Meeting of horses basic needs
To take care of your first horse, you’ll need to have a good understanding of what horses need in terms of types of stabling, protection from the elements including sunburn, how much water horses need, how to clean a horse trough, and how to keep livestock water from freezing in the winter and other necessities related to safe shelter.
How to feed horses
Entire books have been written on how to feed horses properly, but unless your horse has health issues or is a high-performance horse, you should be able to care for your first horse with just a basic understanding of what and how to feed horses (including how much and what type of hay to feed, amount and type of grain or pelleted food to provide, which minerals need to be supplied, how to recognize spoiled hay, etc.)

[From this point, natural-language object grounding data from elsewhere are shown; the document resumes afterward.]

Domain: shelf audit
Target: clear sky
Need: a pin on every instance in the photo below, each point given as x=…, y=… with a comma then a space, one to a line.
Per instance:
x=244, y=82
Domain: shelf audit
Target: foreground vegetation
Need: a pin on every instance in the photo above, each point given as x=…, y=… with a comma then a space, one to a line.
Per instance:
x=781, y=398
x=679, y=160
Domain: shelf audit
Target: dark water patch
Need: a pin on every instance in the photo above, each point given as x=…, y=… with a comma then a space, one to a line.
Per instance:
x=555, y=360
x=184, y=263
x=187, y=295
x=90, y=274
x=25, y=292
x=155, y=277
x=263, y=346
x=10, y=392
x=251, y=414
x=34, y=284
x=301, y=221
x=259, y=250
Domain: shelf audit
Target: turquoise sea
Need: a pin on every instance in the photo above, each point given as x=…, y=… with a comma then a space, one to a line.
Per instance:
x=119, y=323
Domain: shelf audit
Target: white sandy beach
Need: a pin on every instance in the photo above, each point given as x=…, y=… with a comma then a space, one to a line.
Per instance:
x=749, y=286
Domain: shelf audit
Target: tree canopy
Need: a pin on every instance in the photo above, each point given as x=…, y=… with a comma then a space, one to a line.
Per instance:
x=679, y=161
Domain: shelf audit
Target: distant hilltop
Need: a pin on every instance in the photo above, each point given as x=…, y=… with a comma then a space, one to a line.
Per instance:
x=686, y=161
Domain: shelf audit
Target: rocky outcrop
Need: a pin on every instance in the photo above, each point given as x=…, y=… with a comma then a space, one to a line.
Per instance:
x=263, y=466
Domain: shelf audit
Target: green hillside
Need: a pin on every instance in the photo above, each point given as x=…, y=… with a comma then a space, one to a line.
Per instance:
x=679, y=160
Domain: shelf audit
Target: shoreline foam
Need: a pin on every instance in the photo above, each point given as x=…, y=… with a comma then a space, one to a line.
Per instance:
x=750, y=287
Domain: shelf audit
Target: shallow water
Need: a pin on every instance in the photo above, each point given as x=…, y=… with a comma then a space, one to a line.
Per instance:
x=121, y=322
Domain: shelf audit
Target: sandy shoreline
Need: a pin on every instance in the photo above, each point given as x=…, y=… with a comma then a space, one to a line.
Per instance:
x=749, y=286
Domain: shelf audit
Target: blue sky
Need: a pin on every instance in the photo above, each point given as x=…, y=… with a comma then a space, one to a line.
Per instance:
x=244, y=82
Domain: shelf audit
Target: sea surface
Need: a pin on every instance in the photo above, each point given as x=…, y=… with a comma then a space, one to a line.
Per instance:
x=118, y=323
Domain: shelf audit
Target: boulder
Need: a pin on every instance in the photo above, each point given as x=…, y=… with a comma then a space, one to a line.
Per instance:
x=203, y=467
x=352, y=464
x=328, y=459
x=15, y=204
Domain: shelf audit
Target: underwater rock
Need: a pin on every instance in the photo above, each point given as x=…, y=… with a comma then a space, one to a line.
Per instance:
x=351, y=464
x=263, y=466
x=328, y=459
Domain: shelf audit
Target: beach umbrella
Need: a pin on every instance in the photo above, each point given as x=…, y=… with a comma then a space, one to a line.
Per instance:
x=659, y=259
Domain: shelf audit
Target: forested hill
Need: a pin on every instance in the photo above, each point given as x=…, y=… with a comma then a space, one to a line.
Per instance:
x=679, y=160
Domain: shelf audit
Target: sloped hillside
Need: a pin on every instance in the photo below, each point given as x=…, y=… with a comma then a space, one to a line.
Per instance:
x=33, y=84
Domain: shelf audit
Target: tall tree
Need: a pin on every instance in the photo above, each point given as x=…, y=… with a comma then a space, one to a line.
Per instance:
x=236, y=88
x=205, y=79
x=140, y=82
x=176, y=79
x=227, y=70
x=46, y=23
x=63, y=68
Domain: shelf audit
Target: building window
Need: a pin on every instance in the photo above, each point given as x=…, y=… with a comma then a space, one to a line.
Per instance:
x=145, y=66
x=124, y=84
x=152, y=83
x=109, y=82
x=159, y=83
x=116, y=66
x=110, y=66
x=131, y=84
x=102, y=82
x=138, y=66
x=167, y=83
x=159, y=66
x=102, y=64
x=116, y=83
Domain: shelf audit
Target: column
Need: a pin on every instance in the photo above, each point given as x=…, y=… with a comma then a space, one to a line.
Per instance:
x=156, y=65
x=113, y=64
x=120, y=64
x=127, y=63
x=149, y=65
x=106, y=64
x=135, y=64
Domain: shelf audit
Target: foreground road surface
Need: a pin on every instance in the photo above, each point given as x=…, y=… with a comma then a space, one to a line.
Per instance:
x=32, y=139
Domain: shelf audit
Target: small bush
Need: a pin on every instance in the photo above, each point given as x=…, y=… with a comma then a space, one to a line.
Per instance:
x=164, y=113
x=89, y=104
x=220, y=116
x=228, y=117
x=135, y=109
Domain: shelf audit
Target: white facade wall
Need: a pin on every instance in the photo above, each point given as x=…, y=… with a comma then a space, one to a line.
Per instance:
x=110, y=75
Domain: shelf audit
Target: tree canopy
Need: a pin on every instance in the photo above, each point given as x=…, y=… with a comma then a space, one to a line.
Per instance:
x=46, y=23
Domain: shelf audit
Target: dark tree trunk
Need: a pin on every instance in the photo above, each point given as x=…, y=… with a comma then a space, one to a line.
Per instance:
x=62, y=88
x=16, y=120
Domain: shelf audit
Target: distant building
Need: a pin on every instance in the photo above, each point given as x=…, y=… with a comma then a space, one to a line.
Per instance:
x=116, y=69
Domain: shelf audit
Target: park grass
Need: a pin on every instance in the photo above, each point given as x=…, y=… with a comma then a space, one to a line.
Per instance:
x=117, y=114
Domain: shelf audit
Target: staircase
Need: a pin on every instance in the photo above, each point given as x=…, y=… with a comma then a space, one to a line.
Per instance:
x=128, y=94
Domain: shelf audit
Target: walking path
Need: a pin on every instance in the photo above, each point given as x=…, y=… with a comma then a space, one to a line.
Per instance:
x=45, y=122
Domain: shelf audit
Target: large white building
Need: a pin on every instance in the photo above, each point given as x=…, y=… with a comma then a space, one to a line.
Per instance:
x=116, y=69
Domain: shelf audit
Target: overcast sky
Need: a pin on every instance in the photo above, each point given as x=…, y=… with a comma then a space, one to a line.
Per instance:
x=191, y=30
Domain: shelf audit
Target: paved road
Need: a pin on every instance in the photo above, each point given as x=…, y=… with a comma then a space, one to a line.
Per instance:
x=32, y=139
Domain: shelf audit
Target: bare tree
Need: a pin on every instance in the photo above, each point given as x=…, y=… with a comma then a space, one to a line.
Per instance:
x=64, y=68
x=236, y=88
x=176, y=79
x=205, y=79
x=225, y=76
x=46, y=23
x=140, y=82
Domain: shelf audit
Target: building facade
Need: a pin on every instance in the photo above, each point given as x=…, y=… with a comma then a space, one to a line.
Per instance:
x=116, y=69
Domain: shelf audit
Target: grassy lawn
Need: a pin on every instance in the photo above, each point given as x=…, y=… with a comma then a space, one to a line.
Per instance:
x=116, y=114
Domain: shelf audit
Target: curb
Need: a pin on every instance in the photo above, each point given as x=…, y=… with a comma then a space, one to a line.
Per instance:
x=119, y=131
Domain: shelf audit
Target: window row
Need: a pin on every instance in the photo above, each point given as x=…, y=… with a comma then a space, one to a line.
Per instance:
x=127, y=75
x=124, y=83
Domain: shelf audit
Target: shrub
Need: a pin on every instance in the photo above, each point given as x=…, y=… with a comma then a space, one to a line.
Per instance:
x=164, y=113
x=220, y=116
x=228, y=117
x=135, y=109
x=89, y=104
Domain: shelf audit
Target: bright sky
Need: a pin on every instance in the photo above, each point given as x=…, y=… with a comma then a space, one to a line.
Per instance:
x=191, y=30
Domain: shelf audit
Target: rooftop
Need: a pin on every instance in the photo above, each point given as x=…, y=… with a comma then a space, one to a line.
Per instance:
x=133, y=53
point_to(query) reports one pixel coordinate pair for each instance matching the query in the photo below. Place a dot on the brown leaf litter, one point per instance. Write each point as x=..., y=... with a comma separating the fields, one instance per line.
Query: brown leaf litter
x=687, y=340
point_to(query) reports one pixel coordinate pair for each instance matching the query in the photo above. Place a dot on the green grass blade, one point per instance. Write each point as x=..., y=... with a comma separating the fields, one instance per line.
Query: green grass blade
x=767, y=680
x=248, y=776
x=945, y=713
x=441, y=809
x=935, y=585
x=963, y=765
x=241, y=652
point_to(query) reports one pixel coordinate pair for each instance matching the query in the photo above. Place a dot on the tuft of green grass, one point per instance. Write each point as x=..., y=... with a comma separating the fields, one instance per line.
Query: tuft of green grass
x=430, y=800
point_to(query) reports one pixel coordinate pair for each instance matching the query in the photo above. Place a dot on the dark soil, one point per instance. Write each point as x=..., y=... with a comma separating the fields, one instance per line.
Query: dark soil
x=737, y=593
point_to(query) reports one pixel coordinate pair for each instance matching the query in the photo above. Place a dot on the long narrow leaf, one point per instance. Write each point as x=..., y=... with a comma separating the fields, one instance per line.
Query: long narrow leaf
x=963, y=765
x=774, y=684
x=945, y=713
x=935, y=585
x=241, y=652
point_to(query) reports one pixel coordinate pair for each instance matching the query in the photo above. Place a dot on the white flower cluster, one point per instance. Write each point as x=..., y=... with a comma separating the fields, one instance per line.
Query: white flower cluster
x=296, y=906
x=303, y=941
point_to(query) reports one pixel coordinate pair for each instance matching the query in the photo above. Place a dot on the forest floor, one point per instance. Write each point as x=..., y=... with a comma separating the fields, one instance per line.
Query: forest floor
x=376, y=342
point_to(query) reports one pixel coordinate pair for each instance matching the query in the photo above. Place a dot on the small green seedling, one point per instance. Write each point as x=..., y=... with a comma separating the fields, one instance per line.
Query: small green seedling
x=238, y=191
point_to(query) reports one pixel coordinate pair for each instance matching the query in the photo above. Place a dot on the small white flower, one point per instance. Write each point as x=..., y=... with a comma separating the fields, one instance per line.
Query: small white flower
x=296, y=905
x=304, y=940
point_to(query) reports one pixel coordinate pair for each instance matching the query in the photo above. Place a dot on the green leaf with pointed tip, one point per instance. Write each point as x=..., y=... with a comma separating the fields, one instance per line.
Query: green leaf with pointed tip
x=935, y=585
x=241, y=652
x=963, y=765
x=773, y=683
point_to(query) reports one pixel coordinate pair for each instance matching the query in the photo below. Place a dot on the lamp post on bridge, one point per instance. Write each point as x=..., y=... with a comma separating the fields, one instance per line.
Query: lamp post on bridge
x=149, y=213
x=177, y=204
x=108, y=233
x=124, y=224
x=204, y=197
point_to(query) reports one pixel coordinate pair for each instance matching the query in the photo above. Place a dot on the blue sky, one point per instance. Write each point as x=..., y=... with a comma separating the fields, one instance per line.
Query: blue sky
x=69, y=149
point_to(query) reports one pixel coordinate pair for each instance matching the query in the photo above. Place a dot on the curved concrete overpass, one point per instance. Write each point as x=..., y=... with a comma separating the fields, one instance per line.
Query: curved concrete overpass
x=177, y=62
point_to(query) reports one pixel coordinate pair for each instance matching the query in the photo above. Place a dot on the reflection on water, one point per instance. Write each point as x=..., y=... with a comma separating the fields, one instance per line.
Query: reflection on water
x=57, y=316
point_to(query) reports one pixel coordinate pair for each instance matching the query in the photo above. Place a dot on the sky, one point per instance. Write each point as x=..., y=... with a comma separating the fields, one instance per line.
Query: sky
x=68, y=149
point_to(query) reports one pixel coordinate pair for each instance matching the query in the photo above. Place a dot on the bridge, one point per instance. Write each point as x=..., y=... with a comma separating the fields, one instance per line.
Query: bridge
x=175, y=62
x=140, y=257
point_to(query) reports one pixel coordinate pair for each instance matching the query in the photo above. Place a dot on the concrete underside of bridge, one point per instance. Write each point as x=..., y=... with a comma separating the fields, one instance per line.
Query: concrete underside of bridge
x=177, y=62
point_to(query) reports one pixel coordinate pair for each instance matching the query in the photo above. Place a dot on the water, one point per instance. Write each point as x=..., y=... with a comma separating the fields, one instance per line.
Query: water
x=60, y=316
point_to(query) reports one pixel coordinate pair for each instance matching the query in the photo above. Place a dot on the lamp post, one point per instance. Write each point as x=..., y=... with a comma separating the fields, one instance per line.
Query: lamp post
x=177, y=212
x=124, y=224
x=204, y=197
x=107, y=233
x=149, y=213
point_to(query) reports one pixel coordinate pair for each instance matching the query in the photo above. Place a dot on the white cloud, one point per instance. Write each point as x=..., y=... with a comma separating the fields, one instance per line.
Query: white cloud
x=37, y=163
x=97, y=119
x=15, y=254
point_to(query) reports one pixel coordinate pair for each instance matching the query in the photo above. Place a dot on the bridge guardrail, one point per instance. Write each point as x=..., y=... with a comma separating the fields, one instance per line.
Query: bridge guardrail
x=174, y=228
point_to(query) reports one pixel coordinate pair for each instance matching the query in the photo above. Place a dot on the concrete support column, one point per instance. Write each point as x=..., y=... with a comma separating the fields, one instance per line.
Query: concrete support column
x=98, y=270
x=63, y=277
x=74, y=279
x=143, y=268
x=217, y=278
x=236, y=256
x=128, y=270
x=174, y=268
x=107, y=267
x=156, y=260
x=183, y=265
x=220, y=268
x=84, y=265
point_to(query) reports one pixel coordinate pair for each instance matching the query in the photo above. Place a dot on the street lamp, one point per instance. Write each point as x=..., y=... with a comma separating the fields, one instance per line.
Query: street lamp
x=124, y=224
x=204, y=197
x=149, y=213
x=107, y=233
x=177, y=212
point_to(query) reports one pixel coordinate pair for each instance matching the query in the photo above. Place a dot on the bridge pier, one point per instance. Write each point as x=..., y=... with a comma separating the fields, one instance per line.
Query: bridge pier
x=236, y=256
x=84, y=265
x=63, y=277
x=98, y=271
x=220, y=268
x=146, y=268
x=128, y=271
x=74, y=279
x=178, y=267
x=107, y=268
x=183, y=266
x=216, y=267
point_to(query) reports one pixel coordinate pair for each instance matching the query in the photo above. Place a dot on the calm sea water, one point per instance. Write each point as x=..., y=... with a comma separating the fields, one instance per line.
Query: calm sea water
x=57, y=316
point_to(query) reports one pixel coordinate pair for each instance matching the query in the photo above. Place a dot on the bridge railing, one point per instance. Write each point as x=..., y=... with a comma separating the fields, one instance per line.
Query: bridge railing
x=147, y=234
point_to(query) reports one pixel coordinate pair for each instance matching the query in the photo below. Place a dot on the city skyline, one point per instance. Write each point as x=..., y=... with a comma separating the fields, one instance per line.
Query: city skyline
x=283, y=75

Knowing the toxic plants in your region
Almost every region has a few plants that are toxic or even fatal if horses eat them. While many horses have an instinctual drive to avoid these plants, that’s not always the case – especially if access to food is limited. Before acquiring your first horse, learn about the toxic plants to look out for in your area.
Managing horse healthcare
Before your first horse, you’ll want to learn about basic healthcare for horses. If you have questions about your horse’s health, your veterinarian’s office is the first place to contact for help.
Regular preventative care
Like any living thing, horses require basic preventative healthcare, and understanding these needs is essential before buying your first horse. Learn about appropriate deworming schedules, when and how your horse will be vaccinated, and managing dental care for your horse.
Healthcare and horse shoes
Not all horses need horseshoes, but all horses need regular care for their hooves which grow constantly throughout their life. Learn about how horseshoes fit and the care that a rider should provide for their horse if they choose to keep their horse “barefoot”.
Every new horse owner should be prepared to recognize signs of illness, take vitals, and provide first aid. You’ll need to understand the warning signs of colic and how to respond as well as how to recognize when your horse is lame or in pain. A first-aid kit to manage scrapes and scratches is an essential supply.
There’s a lot to learn about caring for your first horse, but the exhilaration of finally having a horse of your own is both motivation and reward as many riders prepare for their first horse.